In our culture, from which none of us are immune, no  matter how counter-cultural we try to be, many of these messages center around the three As of appearance, achievement and affluence. Are we attractive enough? How closely do we conform to the ideal standard of what is deemed alluring, valuable? Have we achieved enough? Have we measured up to society’s standards of success? Are we smart enough? How do our grades stack up to those of our friends? Are we affluent enough? Do we make enough money, especially when we compare ourselves to others? We judge ourselves, finding some parts of ourselves worthy and others not. Thomas Merton calls this self created by our culture, “the false self.” And we each have one. We each are one. As a collective set of false selves, our fall into exile can be very deep. We become both victims of this system and also victimizers in it. We forget where we came from. We forget who we are.
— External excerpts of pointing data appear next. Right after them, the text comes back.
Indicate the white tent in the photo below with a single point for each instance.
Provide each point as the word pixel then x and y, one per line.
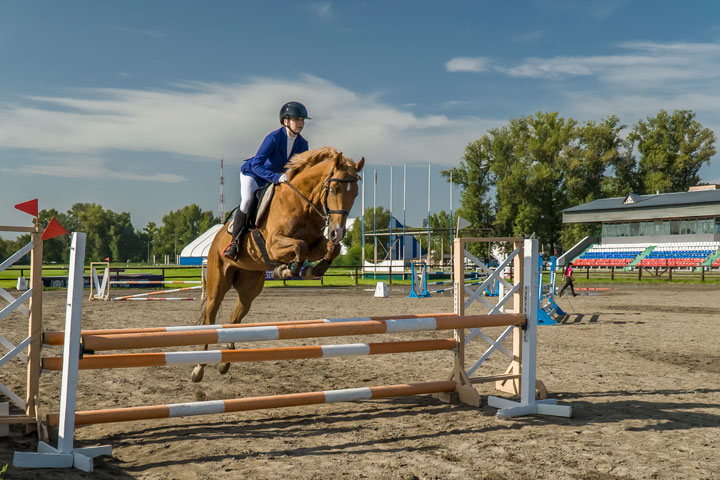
pixel 196 251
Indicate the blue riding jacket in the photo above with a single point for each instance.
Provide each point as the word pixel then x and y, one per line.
pixel 269 162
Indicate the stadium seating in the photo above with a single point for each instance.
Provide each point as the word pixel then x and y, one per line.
pixel 610 255
pixel 688 254
pixel 684 254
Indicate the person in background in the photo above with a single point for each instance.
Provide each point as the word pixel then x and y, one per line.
pixel 268 165
pixel 568 281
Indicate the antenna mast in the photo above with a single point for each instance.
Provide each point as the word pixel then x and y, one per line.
pixel 222 194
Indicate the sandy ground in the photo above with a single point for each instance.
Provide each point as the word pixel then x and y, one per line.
pixel 638 364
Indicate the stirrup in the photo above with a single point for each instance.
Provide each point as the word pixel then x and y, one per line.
pixel 231 251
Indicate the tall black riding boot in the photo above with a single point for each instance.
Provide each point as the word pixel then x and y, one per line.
pixel 238 229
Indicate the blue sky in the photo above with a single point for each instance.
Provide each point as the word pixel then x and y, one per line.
pixel 131 104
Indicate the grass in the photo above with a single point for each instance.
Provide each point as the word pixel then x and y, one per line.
pixel 344 277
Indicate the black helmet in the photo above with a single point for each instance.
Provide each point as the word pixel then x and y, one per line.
pixel 293 109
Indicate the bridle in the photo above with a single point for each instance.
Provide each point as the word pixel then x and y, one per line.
pixel 326 188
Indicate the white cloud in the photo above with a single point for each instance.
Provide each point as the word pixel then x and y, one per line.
pixel 322 10
pixel 87 167
pixel 467 64
pixel 204 121
pixel 644 64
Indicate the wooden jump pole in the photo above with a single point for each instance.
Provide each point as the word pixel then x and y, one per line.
pixel 283 332
pixel 56 338
pixel 134 360
pixel 154 299
pixel 91 417
pixel 157 292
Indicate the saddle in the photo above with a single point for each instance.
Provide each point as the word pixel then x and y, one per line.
pixel 259 205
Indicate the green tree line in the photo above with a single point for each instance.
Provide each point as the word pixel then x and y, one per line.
pixel 112 235
pixel 517 179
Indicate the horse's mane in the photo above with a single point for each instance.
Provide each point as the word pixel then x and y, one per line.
pixel 302 161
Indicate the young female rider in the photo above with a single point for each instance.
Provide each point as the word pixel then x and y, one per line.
pixel 268 165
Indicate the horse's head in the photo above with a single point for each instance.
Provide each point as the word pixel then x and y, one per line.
pixel 340 189
pixel 337 178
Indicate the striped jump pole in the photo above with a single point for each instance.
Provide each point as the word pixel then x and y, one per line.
pixel 283 332
pixel 155 299
pixel 135 360
pixel 152 282
pixel 158 292
pixel 91 417
pixel 56 338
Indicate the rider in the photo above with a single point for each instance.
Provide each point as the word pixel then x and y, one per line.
pixel 268 165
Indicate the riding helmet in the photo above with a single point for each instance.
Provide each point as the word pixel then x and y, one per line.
pixel 293 109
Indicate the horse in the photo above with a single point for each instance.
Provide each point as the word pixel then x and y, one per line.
pixel 319 193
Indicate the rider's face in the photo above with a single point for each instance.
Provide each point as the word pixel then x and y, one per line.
pixel 295 124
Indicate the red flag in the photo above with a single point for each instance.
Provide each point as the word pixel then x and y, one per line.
pixel 28 207
pixel 53 230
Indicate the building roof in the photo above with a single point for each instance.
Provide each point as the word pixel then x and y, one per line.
pixel 634 207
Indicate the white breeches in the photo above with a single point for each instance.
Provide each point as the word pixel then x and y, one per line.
pixel 248 186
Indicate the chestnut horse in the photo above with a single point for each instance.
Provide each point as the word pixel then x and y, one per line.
pixel 320 191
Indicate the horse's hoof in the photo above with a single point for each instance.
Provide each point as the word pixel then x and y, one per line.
pixel 198 373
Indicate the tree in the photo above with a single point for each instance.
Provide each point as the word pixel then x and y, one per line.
pixel 672 149
pixel 519 178
pixel 353 238
pixel 181 227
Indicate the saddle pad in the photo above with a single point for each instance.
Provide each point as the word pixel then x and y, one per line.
pixel 264 203
pixel 260 205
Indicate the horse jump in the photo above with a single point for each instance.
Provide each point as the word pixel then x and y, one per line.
pixel 515 379
pixel 100 289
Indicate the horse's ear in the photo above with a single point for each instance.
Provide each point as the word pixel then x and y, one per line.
pixel 337 161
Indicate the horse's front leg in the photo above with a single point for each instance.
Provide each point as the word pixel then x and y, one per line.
pixel 289 251
pixel 328 251
pixel 248 284
pixel 217 285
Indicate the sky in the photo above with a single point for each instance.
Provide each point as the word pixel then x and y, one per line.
pixel 132 104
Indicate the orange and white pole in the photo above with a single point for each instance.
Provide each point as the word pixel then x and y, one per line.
pixel 91 417
pixel 157 359
pixel 285 332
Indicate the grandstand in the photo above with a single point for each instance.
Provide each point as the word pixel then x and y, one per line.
pixel 662 230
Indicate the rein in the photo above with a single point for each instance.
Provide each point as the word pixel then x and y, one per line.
pixel 325 214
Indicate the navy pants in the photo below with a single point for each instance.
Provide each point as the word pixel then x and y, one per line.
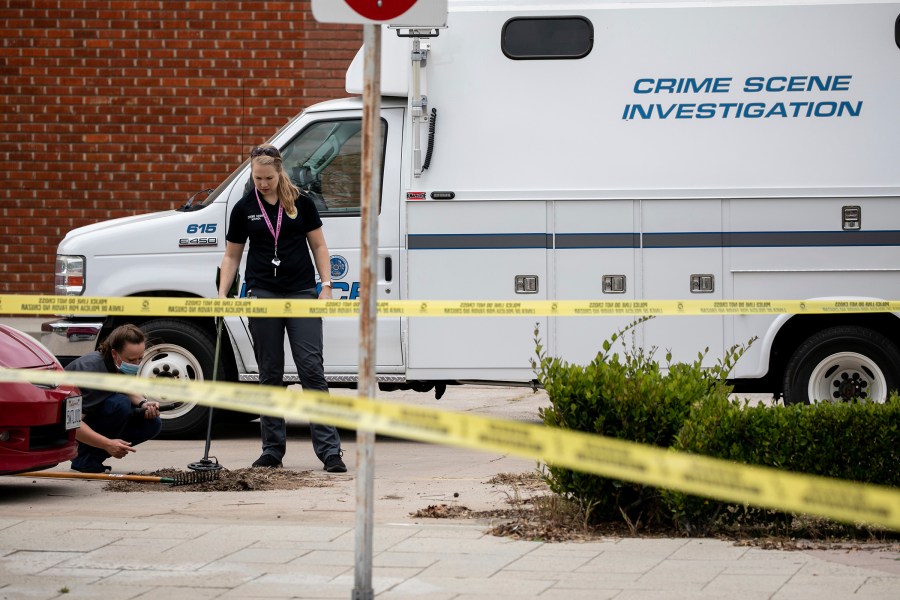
pixel 114 419
pixel 305 339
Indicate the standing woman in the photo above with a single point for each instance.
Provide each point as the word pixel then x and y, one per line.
pixel 282 225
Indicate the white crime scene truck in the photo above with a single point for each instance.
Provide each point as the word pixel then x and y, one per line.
pixel 573 151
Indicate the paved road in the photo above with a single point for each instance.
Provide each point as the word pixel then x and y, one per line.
pixel 72 539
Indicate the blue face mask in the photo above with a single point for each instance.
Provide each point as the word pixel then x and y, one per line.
pixel 128 368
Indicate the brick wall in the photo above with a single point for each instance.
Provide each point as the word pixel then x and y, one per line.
pixel 114 108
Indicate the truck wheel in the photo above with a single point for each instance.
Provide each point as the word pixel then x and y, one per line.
pixel 180 350
pixel 842 363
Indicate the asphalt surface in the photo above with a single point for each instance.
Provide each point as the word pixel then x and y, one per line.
pixel 76 539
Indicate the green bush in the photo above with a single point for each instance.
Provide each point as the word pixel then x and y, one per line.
pixel 630 397
pixel 852 441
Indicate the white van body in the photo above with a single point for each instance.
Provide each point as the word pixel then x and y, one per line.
pixel 696 150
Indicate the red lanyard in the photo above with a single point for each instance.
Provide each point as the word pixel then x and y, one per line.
pixel 277 229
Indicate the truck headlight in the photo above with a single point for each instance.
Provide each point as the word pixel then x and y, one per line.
pixel 69 279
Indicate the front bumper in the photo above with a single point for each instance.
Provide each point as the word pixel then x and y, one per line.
pixel 70 338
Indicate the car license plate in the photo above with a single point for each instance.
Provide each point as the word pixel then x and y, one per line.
pixel 73 412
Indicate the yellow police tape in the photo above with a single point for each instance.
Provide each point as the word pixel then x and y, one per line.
pixel 258 307
pixel 715 478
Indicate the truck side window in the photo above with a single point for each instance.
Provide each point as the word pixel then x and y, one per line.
pixel 536 38
pixel 325 162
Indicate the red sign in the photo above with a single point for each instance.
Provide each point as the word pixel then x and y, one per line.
pixel 380 10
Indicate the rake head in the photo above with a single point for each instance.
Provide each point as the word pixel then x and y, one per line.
pixel 191 477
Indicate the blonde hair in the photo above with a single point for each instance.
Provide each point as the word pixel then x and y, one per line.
pixel 287 192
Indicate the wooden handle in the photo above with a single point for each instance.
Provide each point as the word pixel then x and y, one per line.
pixel 104 476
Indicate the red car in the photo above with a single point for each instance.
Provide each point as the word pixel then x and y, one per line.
pixel 37 422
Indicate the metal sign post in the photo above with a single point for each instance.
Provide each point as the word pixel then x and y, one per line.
pixel 372 15
pixel 371 186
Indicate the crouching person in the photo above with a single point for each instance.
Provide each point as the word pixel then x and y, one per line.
pixel 113 423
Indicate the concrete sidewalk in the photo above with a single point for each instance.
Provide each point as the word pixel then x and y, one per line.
pixel 73 539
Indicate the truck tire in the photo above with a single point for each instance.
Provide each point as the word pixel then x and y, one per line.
pixel 842 363
pixel 180 350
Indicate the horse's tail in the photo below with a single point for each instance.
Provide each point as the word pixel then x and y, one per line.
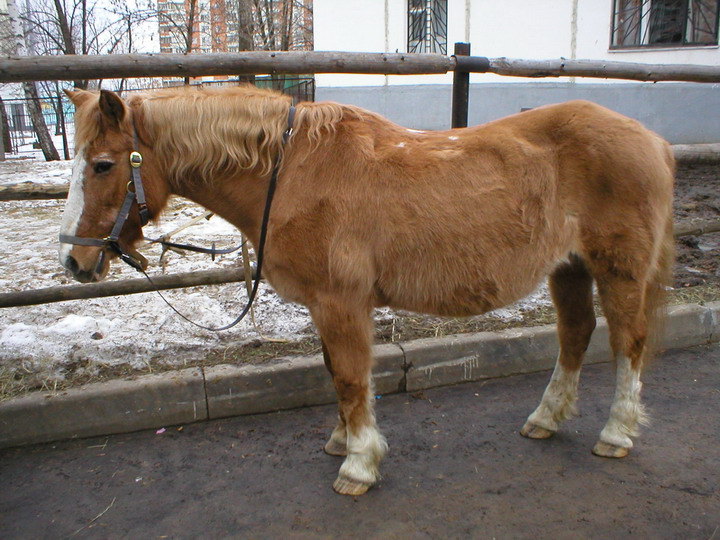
pixel 661 277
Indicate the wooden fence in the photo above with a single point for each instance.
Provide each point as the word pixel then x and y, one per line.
pixel 70 67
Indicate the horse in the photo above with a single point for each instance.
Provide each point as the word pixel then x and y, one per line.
pixel 367 213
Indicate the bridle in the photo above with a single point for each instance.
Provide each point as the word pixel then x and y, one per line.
pixel 136 193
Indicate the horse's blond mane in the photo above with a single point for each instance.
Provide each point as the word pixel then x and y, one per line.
pixel 200 134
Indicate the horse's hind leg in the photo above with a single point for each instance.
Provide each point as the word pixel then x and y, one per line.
pixel 623 300
pixel 346 334
pixel 571 290
pixel 337 444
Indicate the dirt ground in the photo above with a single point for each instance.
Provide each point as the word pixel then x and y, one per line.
pixel 457 468
pixel 697 196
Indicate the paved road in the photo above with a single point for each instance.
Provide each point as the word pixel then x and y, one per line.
pixel 457 468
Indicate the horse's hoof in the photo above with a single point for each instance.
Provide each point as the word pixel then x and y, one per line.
pixel 347 486
pixel 603 449
pixel 335 448
pixel 532 431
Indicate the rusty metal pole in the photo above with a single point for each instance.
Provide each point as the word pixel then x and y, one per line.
pixel 461 89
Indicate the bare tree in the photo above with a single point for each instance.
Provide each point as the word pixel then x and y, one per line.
pixel 29 88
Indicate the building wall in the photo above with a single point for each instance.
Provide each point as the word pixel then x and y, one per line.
pixel 541 29
pixel 678 112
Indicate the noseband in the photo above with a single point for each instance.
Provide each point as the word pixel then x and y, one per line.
pixel 136 192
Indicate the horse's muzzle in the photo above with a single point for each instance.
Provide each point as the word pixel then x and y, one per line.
pixel 81 275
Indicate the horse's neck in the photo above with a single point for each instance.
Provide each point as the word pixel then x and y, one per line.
pixel 238 199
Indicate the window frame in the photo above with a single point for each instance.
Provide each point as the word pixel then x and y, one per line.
pixel 434 38
pixel 645 29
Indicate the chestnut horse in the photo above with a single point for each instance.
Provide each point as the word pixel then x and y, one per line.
pixel 368 214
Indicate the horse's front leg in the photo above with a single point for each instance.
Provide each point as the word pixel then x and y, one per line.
pixel 346 334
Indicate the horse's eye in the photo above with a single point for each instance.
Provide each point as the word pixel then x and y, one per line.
pixel 102 166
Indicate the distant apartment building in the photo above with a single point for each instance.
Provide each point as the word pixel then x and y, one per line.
pixel 219 26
And we need to be born again. We need to die to this false self and be born again into our true selves, into an identity centered in Spirit, in Christ, in God, in the Source from whom we come. Different religions will frame this “born againness” differently, but they all talk about this shift in consciousness in some way or another. Lao Tzu — in a foundational text for both Taoism and Zen Buddhism — sounds a lot like Jesus when he says, “If you want to become full, let yourself be empty; if you want to be reborn, let yourself die.” This process of being reborn can be sudden and dramatic – as it was with Paul on the road to Damascus – or, more likely, it can be a lifelong evolution. 

Being born again into a new identity and way of being takes intention and practice. Even if you have a dramatic experience, intention and practice is necessary to keep moving into this new identity, into this new way of being. I often say that beginning to meditate when I was in my early 30s rewired my brain. (In fact, science is showing that this is the case.) That, along with seeing a spiritual director, along with worshiping in this faith community, along with doing dreams work, changed my life. God was no longer an object I either did or did not believe in – God became a reality whom I could experience and thus, in some limited way, know. 

And I came to know myself as the beloved being. Not the person who hadn’t achieved enough by age 34, not the person who couldn’t figure out how to make it work as a writer, not the person who felt this sense of shame for seemingly no reason other than that I existed and took up space. That person died, and a new, truer, more authentic self arose. My mediation teacher used to tell us that we bowed to our cushion after each meditation , because we were honoring the sacredness of that space – the fact that it was our Golgatha, the place of death for us. This might sound harsh, but that was exactly how I was experiencing it. My false self was dying, and I had never felt such freedom, such release, such love. And though I experienced this conversion most dramatically in my 30s, I still, every day, need to die to that false self and rise into Divine freedom and love. I still need to be “born again” every day, to consciously turn toward gratitude and joy  and compassion. To turn toward mindfulness and presence. 

With all this in mind — and with a little help from Bible scholars who open up the translation of Greek words to us in new ways — I hear the infamous John 3:16 in a different way. For the Creator so loved humanity — a humanity so separated from each other and our true selves, so apt to forget who we really are — that the Creator gave the most precious thing in the world to us — Her child, a part of Herself, to take human form, so that She could experience this life with us. So that She could show us what the way of transformation looked like in human form. And all of us who believe in this way — who give our hearts to it — (for belief as used in this passage doesn’t mean intellectual belief but rather entrustment) — all of us who give our hearts to this way of transformation and trust in it will not be lost (another translation of the word perish) but we will have eternal life — which is not endless time but rather a quality of life in the present. A quality of life in which we life within this new identity, this new being grounded in Spirit. We just need to be born again. Every day. May it be so.